Here's the first trailer for the upcoming film "Chappaquiddick," which tells the story of the death of Mary Jo Kopechne and the way the Kennedy family dealt with the repercussions of the "Chappaquiddick Incident."
Some background: On July 18, 1969, during a party on Chappaquiddick Island, Kopechne, a former "boiler room girl" on RFK's 1968 presidential campaign, left with Sen. Ted Kennedy (D-MA). He then proceeded to drive his car off a bridge, escape the submerged car, walk past at least four houses where he could have conceivably called for help to rescue Kopechne, and instead walked back to the party, where he and two of his friends sort-of attempted to free Kopechne from the car and did not call the police. Kennedy then went to bed and awoke the next morning without calling authorities. The car, and Kopechne's body, were discovered that morning by two fisherman.

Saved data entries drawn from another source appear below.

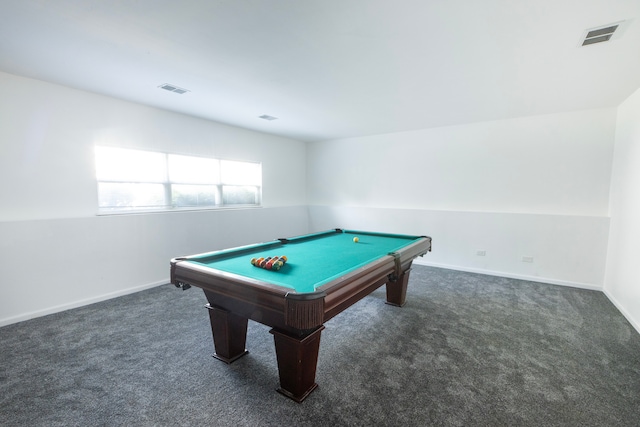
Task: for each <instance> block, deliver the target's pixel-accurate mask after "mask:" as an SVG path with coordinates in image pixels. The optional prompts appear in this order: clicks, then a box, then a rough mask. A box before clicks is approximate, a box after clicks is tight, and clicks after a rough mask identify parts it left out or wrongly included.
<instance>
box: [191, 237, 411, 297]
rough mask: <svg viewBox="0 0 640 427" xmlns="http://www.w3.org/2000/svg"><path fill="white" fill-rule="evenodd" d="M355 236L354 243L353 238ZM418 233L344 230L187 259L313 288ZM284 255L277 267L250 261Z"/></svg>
mask: <svg viewBox="0 0 640 427" xmlns="http://www.w3.org/2000/svg"><path fill="white" fill-rule="evenodd" d="M356 236H357V237H358V238H359V239H360V241H359V242H358V243H354V242H353V238H354V237H356ZM417 239H419V237H415V236H403V235H393V234H373V233H364V232H363V233H358V232H355V231H354V232H351V231H346V232H344V233H324V234H323V233H320V234H317V235H309V236H302V237H301V238H296V239H292V240H290V242H289V243H286V244H281V243H275V244H274V243H265V244H261V245H252V246H251V247H245V248H240V249H237V250H227V251H222V252H219V253H213V254H211V255H206V256H202V257H198V258H191V260H190V262H196V263H198V264H202V265H206V266H208V267H211V268H215V269H217V270H222V271H225V272H229V273H234V274H238V275H241V276H245V277H249V278H252V279H256V280H260V281H263V282H268V283H272V284H275V285H279V286H284V287H287V288H291V289H293V290H294V291H295V292H297V293H307V292H314V291H315V290H316V288H318V287H319V286H322V285H323V284H325V283H327V282H330V281H331V280H334V279H336V278H339V277H341V276H343V275H345V274H347V273H349V272H351V271H353V270H355V269H357V268H360V267H362V266H364V265H366V264H368V263H370V262H373V261H375V260H376V259H379V258H381V257H383V256H386V255H388V254H389V253H390V252H394V251H397V250H399V249H401V248H403V247H405V246H407V245H410V244H412V243H414V242H415V241H416V240H417ZM282 255H286V256H287V258H288V261H287V263H286V264H285V265H284V266H283V267H282V268H281V269H280V270H279V271H272V270H265V269H262V268H258V267H255V266H253V265H251V258H254V257H255V258H260V257H265V258H266V257H268V256H282Z"/></svg>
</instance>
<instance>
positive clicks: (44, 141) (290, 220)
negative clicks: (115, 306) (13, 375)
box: [0, 73, 308, 325]
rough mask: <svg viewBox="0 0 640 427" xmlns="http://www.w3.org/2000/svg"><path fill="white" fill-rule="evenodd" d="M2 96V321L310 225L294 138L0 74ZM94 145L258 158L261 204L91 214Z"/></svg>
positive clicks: (76, 301)
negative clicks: (231, 124)
mask: <svg viewBox="0 0 640 427" xmlns="http://www.w3.org/2000/svg"><path fill="white" fill-rule="evenodd" d="M0 93H2V96H0V178H1V179H0V195H2V197H0V267H1V268H2V275H1V276H0V325H3V324H8V323H12V322H15V321H20V320H24V319H27V318H30V317H33V316H37V315H42V314H46V313H51V312H55V311H59V310H62V309H66V308H70V307H75V306H78V305H82V304H85V303H88V302H92V301H99V300H101V299H104V298H107V297H111V296H115V295H121V294H125V293H128V292H133V291H135V290H138V289H141V288H144V287H148V286H154V285H157V284H159V283H166V282H167V280H168V277H169V259H170V258H171V257H174V256H178V255H185V254H191V253H198V252H203V251H208V250H214V249H221V248H225V247H231V246H236V245H242V244H248V243H254V242H256V241H261V240H271V239H274V238H277V237H282V236H291V235H296V234H304V233H306V232H307V230H308V215H307V209H306V181H305V179H306V175H305V167H306V166H305V162H306V145H305V144H304V143H302V142H299V141H294V140H290V139H286V138H280V137H276V136H272V135H267V134H261V133H258V132H252V131H248V130H244V129H239V128H234V127H231V126H225V125H222V124H218V123H214V122H210V121H206V120H201V119H196V118H193V117H188V116H184V115H180V114H175V113H171V112H167V111H162V110H158V109H154V108H149V107H144V106H141V105H137V104H133V103H128V102H124V101H120V100H115V99H112V98H108V97H104V96H100V95H96V94H91V93H87V92H83V91H78V90H74V89H69V88H66V87H62V86H57V85H53V84H49V83H45V82H41V81H37V80H32V79H27V78H23V77H18V76H14V75H10V74H6V73H0ZM96 144H111V145H117V146H122V147H126V148H140V149H152V150H161V151H168V152H174V153H183V154H194V155H207V156H214V157H219V158H226V159H236V160H246V161H258V162H262V169H263V185H264V191H263V195H262V198H263V207H262V208H256V209H245V210H224V211H198V212H178V213H156V214H145V215H121V216H100V217H98V216H96V211H97V188H96V182H95V172H94V157H93V156H94V151H93V147H94V145H96ZM283 183H284V185H283Z"/></svg>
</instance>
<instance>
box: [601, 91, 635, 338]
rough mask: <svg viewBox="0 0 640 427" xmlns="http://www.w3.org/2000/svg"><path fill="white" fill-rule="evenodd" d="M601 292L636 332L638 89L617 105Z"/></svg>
mask: <svg viewBox="0 0 640 427" xmlns="http://www.w3.org/2000/svg"><path fill="white" fill-rule="evenodd" d="M610 209H611V231H610V237H609V254H608V255H609V257H608V262H607V274H606V280H605V288H604V289H605V293H606V294H607V296H608V297H609V299H611V300H612V301H613V302H614V303H615V304H616V305H617V306H618V308H619V309H620V311H621V312H622V313H624V314H625V315H626V317H627V319H629V321H630V322H631V323H632V324H633V325H634V327H635V328H636V329H637V330H638V331H639V332H640V262H638V261H639V260H640V245H639V244H638V242H639V241H640V89H639V90H637V91H636V92H635V93H634V94H633V95H631V96H630V97H629V98H628V99H627V100H626V101H625V102H624V103H622V104H621V105H620V107H619V108H618V122H617V131H616V145H615V152H614V159H613V173H612V178H611V208H610Z"/></svg>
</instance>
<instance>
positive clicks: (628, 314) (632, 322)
mask: <svg viewBox="0 0 640 427" xmlns="http://www.w3.org/2000/svg"><path fill="white" fill-rule="evenodd" d="M603 292H604V294H605V295H606V297H607V298H609V301H611V303H612V304H613V305H615V306H616V308H617V309H618V311H619V312H620V313H622V315H623V316H624V317H625V318H626V319H627V320H628V321H629V323H631V326H633V327H634V328H635V330H636V331H638V333H639V334H640V323H638V322H636V321H635V320H634V319H633V317H631V316H630V315H629V313H628V312H627V311H626V310H625V309H624V307H623V306H622V304H620V303H619V302H618V300H617V299H615V298H614V296H613V295H611V294H610V293H609V292H608V291H607V290H606V289H605V290H603Z"/></svg>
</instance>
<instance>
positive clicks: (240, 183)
mask: <svg viewBox="0 0 640 427" xmlns="http://www.w3.org/2000/svg"><path fill="white" fill-rule="evenodd" d="M95 154H96V178H97V181H98V208H99V211H100V212H102V213H108V212H111V213H117V212H130V211H145V210H171V209H200V208H219V207H228V206H258V205H260V203H261V193H262V165H261V164H260V163H250V162H239V161H230V160H219V159H213V158H208V157H195V156H183V155H178V154H169V153H159V152H153V151H140V150H129V149H123V148H115V147H104V146H96V151H95Z"/></svg>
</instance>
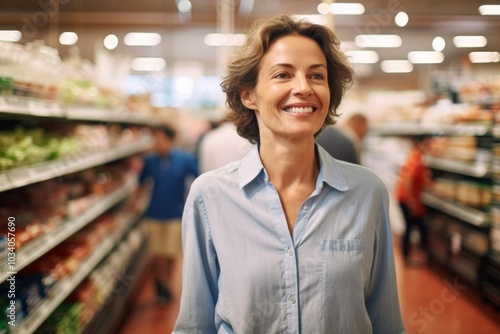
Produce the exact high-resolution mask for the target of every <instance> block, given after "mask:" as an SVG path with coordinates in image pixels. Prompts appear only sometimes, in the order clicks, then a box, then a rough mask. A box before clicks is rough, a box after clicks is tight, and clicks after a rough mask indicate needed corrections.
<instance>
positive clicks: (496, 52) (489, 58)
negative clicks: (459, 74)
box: [469, 51, 500, 63]
mask: <svg viewBox="0 0 500 334" xmlns="http://www.w3.org/2000/svg"><path fill="white" fill-rule="evenodd" d="M469 60H470V61H471V63H498V62H499V61H500V53H499V52H497V51H493V52H488V51H476V52H471V53H469Z"/></svg>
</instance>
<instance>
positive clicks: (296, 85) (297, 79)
mask: <svg viewBox="0 0 500 334" xmlns="http://www.w3.org/2000/svg"><path fill="white" fill-rule="evenodd" d="M293 85H294V87H293V92H294V94H295V95H303V96H309V95H311V94H312V93H313V90H312V88H311V85H310V83H309V80H307V78H306V77H305V76H299V75H297V76H296V77H295V80H294V83H293Z"/></svg>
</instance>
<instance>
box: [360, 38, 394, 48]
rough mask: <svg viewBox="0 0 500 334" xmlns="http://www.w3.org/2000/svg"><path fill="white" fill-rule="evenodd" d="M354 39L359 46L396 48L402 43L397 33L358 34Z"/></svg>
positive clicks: (381, 47)
mask: <svg viewBox="0 0 500 334" xmlns="http://www.w3.org/2000/svg"><path fill="white" fill-rule="evenodd" d="M354 41H355V42H356V45H357V46H359V47H361V48H397V47H399V46H401V44H402V43H403V41H402V40H401V37H399V36H398V35H358V36H356V38H355V39H354Z"/></svg>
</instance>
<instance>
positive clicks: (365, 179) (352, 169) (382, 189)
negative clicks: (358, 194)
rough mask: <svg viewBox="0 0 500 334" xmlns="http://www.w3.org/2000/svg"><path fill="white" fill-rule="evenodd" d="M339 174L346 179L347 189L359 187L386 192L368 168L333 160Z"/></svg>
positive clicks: (357, 165)
mask: <svg viewBox="0 0 500 334" xmlns="http://www.w3.org/2000/svg"><path fill="white" fill-rule="evenodd" d="M335 164H336V166H337V168H338V169H339V172H340V173H341V174H342V175H343V176H344V178H345V179H346V182H347V184H348V185H349V187H359V188H362V189H365V190H368V189H373V190H376V191H384V192H387V186H386V185H385V183H384V182H383V181H382V179H381V178H380V176H378V175H377V174H376V173H375V172H374V171H373V170H371V169H369V168H368V167H365V166H361V165H357V164H353V163H350V162H346V161H342V160H337V159H335Z"/></svg>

It is believed that Kopechne could have been rescued had authorities been called in a timely manner. Experts disagreed if Kopechne suffocated in an air pocket in the car or if she had drowned.

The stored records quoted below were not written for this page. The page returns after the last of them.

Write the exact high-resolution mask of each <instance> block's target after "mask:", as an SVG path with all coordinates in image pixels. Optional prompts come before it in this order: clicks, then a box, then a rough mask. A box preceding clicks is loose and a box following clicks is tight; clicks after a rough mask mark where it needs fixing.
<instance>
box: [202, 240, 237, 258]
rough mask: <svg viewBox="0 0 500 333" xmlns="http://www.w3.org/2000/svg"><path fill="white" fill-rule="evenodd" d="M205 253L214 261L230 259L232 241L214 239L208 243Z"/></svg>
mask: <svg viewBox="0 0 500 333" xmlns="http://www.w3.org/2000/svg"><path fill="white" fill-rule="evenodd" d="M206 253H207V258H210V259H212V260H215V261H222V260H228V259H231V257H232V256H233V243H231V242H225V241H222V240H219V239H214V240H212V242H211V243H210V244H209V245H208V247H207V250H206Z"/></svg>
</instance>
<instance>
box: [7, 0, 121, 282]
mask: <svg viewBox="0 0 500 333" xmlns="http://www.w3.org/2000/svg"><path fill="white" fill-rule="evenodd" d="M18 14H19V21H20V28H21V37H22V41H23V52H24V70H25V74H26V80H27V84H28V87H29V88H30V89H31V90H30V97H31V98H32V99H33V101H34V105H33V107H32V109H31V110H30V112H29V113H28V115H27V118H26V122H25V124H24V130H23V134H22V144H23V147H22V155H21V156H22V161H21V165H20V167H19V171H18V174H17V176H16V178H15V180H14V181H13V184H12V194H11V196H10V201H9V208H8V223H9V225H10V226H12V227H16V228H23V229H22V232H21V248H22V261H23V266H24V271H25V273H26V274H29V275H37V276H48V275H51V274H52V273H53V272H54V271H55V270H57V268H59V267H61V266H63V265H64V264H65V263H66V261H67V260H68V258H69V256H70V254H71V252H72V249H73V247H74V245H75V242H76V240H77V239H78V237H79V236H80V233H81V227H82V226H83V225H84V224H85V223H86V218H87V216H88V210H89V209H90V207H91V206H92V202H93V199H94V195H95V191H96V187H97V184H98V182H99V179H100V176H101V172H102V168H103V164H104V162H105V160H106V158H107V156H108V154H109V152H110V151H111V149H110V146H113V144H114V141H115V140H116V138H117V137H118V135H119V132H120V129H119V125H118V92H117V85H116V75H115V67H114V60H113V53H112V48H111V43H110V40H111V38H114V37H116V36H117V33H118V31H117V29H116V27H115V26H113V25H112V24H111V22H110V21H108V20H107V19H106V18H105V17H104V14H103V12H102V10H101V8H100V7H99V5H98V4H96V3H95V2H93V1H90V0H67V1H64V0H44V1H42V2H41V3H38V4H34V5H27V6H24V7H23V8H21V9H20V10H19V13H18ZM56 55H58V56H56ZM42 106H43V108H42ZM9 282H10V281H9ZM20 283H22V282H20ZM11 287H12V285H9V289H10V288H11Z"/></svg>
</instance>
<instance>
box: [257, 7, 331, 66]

Kennedy eventually pleaded guilty to leaving the scene of a crash causing personal injury. He was sentenced to two months in prison in a suspended sentence. His driver's license was also suspended until November 1970.
While he never faced any serious legal punishment for Kopechne's death, his reputation was effectively shot and he did not run for president in 1972 nor in 1976. Given that his brother John was elected in 1960 and his brother Robert may have been elected had he not been assassinated in 1968, it wasn't too big of a stretch pre-Chappaquiddick to say that Ted was due for a crack at the White House.
As for the film--if the trailer is any indication, the filmmakers did not go easy on Ted Kennedy at all, and it appears to brutally skewer the members of the Kennedy family.
"Chappaquiddick" will be released on April 6, 2018.